Wartime Logic
Here's a pretty old post from the blog archives of Geekery Today; it was written about 11 years ago, in 2013, on the World Wide Web.
Suppose that you have — somehow or another — conclusively proven that there is just no way to have a modern war without bombing cities and massacreing innocent people.[1] That leaves you with a hard incompatibility claim between moralism and militarism — so if you go around morally condemning military tactics (like the atomic bombing of Hiroshima and Nagasaki, say, or the firebombing of Tokyo) because they killed innocent people, then you’d end up having to condemn any modern war at all as immoral, no matter who fought it or how it was fought.

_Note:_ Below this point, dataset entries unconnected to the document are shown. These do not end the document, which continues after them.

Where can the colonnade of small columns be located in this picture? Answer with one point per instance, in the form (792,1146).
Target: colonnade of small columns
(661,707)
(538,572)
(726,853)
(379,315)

Many people, when they reach this point in the argument, want to shove it at you as if the incompatibility made for an obvious reductio ad absurdum of any kind of moralism about military tactics — Oh, well, if it’s always immoral to bomb cities then you couldn’t have any wars. That’s why it must not always be immoral to bomb cities.
I honestly don’t know why so few of the people who give this argument ever even seem to have imagined that their conversation partner might take the incompatibility as an obvious reductio ad absurdum of any kind of militarism — Oh, well, if it’s always immoral to kill innocent people, you can’t bomb cities, and if you can’t bomb cities, you can’t have any wars. And that’s precisely why you shouldn’t have any wars.
Also.
- Anthony Gregory @ Facebook (August 7, 2013) provided the inspiration for this post.
- GT 2006-09-01: One man’s reductio makes a similar logical point.
- GT 2003-09-30: Why there are no arguments for terrorism makes an even stronger claim.
- [1]Actually, I think this has been more or less conclusively proven. And that’s precisely why you shouldn’t have any wars.↩
iceberg /#
You have to remind your interlocutor that slippery-slopes slips both ways. But if they didn’t realize that from the get-go, chances are won’t be apt to understand that point in any case.